You could give me the fanciest tools around, and all the supplies, and I still couldn’t build a house.
I understand the calls to remove the current leveling system and replace it with something even better, but that’s the kind of thing that requires a lot of work that might be spent on other things, and should be viewed as a request for major overhaul.
But when you stop to think about it, the current leveling system does a pretty good job. The vast majority of criticism directed at it stems from the mismatched expectations, namely the expectation that the leveling system must lock you into some kind of unskippable decision tree and act as an obstacle, rather than a guide.
Yep, that’s pretty much the expectation mismatch I was describing there. You expect the level to restrict you to the point where your skill can’t compensate for it.
Some Games use levels that way. Others don’t.
So? I fail to see what stating that added to the discussion. If you have a point there, please make it clearer.
It is. Look up any definition of “survival video game”, and you can see that Conan Exiles fits the description.
You might not find the survival aspect of Conan Exiles as challenging as you want it to be, but that doesn’t change its genre.
It’s also a sandbox game.
What it isn’t, by any acceptable definition, is MMO.
If you’re referring to everyone’s favorite red herring story about level 10 with stone daggers against a world boss, then yes, I call that skill.
It’s a relatively pointless skill, but it’s a skill, because it’s something you can’t do when you start playing the game. After playing long enough, you become able to do it.
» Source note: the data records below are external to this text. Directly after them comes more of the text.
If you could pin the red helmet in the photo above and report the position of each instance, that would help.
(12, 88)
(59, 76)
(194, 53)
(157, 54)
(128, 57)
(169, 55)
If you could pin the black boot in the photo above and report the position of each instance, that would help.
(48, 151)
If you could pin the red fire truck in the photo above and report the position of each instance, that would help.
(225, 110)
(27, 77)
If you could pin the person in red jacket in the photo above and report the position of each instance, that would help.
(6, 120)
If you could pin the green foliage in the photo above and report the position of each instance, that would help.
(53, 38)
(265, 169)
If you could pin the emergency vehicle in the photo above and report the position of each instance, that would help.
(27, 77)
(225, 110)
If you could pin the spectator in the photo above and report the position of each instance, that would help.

It doesn’t get unlocked for you because some number went from N to N+1.
That’s what skill means.
Yes, I know. Again, what’s the point of stating that? How does that add to the discussion?
Why are you asking me what it means, when you can go look it up? Why am I supposed to go look up the definition of the genre, break it down for you, and explain which aspects of Conan Exiles fit that definition?
That’s what several people have been explaining to you: the level isn’t the measure of challenge. The player’s experience with the game is what makes the game initially more challenging, and later that challenge diminishes as the player learns how to play the game.
I know level 60s that are scared to go to the Wine Cellar
Hunger, thirst, attacks from the animals, attacks from the monsters, attacks from hostile humans, poison gas, extreme heat, extreme cold, the Purge, the sandstorm… should I go on?
“But it’s easy to survive those!”
Yes, and? It doesn’t change the genre. I mean, freaking Minecraft is in that same genre. How hard is survival in Minecraft?
The current system pretty much already does that. There used to be far more ways of quickly getting to 60 than now. Building, journey steps, and crafting all got nerfed.
You literally grind crocs, rocknoses, and other high exp but low risk mobs to 60. And while you don’t have to do that, its like going 5 under the speed limit instead of at the speed limit, same path either way. And a very straight and boring path at that.
Though some of the suggestions given by others have a convoluted path that must be taken and you get scuffed up if you deviate. That’s not much fun either.
Where as my idea of a journey step system would be a straight and easy to follow path, but with fun stops along the way. And the better you get at the game, the quicker that path becomes. Even potentially quicker than the current one. Simply because it doesn’t really have a speed limit, if you want to keep the analogy going.
Sure its a bit of work, but anything to make an experience better for the new player AND the veteran is a win win.